Plaza de Moyua - Şehir Merkezi
 Gezimi anlatmadan önce bölge hakkında söylemem gereken birkaç şey var. Öncelikle burası, İspanya'nın diğer özerk eyaletleri gibi özerk bir bölge. Bu nedenle biz de genelde "Bask Bölgesi" diyoruz. Ama aslında tam çevirisi ispanyolların söylediği şekliyle "Pais Vasco" yani Bask Ülkesi. Tabii bize ülke içinde ülke mi olur dedirtiyor :)
  Bu bölgede İspanyolcanın yanında yerel dil olan Baskça konuşuluyor ki, ispanyolcayla uzaktan yakından alakası yok.
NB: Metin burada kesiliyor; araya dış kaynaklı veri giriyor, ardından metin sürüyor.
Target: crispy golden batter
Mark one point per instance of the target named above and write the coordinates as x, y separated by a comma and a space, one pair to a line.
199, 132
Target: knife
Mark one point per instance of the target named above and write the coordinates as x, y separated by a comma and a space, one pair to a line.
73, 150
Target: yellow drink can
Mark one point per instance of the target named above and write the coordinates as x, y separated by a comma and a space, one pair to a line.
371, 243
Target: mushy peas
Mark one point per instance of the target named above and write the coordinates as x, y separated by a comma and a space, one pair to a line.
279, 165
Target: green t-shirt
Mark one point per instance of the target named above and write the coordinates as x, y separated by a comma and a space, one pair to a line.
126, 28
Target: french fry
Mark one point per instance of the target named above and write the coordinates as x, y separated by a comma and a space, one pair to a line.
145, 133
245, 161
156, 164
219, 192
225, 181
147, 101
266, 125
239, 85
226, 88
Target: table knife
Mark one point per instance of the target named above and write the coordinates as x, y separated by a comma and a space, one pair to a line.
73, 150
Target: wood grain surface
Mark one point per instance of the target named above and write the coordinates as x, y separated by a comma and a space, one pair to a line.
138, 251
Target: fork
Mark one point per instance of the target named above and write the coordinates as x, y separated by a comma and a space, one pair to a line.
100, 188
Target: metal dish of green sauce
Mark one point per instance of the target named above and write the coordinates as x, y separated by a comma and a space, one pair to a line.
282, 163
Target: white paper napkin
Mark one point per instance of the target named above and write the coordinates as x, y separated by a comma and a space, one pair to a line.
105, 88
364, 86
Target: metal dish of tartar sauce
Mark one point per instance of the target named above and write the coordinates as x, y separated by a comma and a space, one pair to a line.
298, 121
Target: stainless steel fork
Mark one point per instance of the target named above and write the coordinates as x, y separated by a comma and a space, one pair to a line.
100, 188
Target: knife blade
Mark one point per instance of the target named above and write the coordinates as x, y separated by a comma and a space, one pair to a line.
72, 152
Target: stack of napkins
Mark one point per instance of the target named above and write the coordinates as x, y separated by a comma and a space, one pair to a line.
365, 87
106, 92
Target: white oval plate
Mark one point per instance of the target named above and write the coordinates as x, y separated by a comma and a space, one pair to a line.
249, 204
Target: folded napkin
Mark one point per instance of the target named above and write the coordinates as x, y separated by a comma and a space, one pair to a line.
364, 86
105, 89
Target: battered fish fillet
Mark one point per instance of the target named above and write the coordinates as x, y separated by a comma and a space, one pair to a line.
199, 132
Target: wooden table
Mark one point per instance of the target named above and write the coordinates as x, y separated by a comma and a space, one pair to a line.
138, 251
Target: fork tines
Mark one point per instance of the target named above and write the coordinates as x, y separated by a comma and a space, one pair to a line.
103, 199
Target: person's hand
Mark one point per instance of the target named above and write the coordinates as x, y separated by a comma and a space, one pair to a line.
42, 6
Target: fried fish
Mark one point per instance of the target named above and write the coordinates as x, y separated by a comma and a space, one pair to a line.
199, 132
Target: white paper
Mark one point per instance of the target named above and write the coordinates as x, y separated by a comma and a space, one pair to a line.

Ama tabii ki herkes ispanyolca bildiğinden hiç sıkıntı yaşamadık, sokakta da sıkça ispanyolca duyduğumu söyleyebilirim.
 Son olarak, bildiğiniz gibi Bask Bölgesinde de Katalanlar gibi ayrılıkçı politikayı destekleyenler var ve bölge ETA örgütüyle ünlenmiş. Ancak terör örgütü yıllar içinde eylemlerini durdurmuş son olarak da örgüt kendisini tamamen feshetmiş ve şu an bölgede güvenlik sorunu yok. Ne mutlu ki sonrasında turizm de canlanmış.
 Ancak gördüm ki her zaman sert ve güçlü olarak bilinen Bask insanı, daha barışçıl bir atmosferde eylemi, protestoyu elden bırakmamış. Mesela 10bin nüfuslu bir kasaba olan Lekeitio'da yürürken cinsel istismarı protesto eden 100 kişilik bir grupla karşılaştık. Veya San Sebastian'ın meşhur plajlarından birinde emlak vergisini protesto eden, hiç el sürülmemiş dev kum yazısıyla karşılaştık. Bunun dışında ne zaman kafanızı kaldırsanız balkonlara asılmış çeşitli protesto bayrakları, hatta katalan bağımsızlık bayrakları bile görebilirsiniz. Balkonlardaki prostestoların büyük çoğunluğunu oluşturan konulardan birisi de şu. Yıllar içinde hapis cezası alan ETA örgütüyle bağlantılı kişiler Bask Bölgesi'nden uzakta farklı şehirlerdeki hapishanelerde kaldıklarından aileler ziyarete gitmekte zorlanıyormuş. Suçluysa da Bask bölgesinin suçluau, bırakın burada cezasını çeksin, bu şekilde aileleri de cezalandırmayın demek için insanlar bu bayrakları asıyorlarmış.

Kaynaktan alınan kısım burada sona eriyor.